The Jewish cemetery in Lodz, Poland on May 11, 2017. Photo: Isaac Harari/FLASH90.
Around 400 items that were believed to have been hidden by their Jewish owners during World War II were recently discovered during a house and yard renovation in Lodz, Poland, the Associated Press reported this week.
“Those residents who buried these items did so most likely thinking that they would one day return for them, that they would be able to retrieve them,” Lodz Deputy Mayor Adam Pustelnik said. “Most likely, these people lost their lives [in the Holocaust]. Such stories are truly rare and precious and also are a great lesson for us all.”
The objects found in December — including menorahs, tableware, glass containers for cosmetics and other daily use items — were hidden in a wooden box and wrapped in newspapers, said Warbud construction company building inspector Krzysztof Hejmanowski, whose team discovered the items.

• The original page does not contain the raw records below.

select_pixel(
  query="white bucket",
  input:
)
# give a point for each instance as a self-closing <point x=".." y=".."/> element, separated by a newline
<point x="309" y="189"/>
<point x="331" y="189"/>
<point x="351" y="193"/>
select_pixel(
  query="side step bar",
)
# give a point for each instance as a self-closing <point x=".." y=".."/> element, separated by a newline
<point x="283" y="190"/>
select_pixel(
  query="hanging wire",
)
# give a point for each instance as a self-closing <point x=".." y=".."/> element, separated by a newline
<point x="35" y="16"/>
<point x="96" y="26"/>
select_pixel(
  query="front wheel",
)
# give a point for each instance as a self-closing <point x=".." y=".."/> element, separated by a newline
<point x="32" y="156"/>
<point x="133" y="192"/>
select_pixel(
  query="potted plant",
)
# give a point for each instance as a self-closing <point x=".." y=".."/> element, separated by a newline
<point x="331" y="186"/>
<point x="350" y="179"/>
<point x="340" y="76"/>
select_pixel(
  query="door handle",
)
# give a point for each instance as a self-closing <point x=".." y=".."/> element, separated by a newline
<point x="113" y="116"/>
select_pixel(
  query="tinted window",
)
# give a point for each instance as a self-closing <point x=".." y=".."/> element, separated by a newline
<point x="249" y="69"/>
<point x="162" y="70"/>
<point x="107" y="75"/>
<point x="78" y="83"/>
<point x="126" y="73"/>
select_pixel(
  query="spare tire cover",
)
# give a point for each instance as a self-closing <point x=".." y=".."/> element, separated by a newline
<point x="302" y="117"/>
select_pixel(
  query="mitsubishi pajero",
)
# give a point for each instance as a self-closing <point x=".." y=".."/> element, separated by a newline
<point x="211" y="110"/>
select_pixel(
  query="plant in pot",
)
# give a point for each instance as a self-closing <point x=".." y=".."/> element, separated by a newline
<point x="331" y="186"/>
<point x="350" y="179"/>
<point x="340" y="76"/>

Two of the uncovered menorahs were lit on Dec. 22 during Hanukkah in a celebration organized by the city’s Jewish community, the AP noted.
The trove of items were found just outside what was once the Litzmannstadt Ghetto, which was established by the Nazis in February 1940. Until its liquidation in the summer of 1944, the ghetto held nearly 200,000 Jews, most of whom died in the ghetto or were deported to the Auschwitz-Birkenau concentration camp, according to the US Holocaust Memorial Museum.
Małgorzata Loeffler, a Municipal Investment Administration official, said the discovered items and their past evoke “emotion and deep thought about the fact that we are not alone, that we leave something behind.”
The recovered objects will be given to Lodz’s Museum of Archeology and Ethnography, according to officials.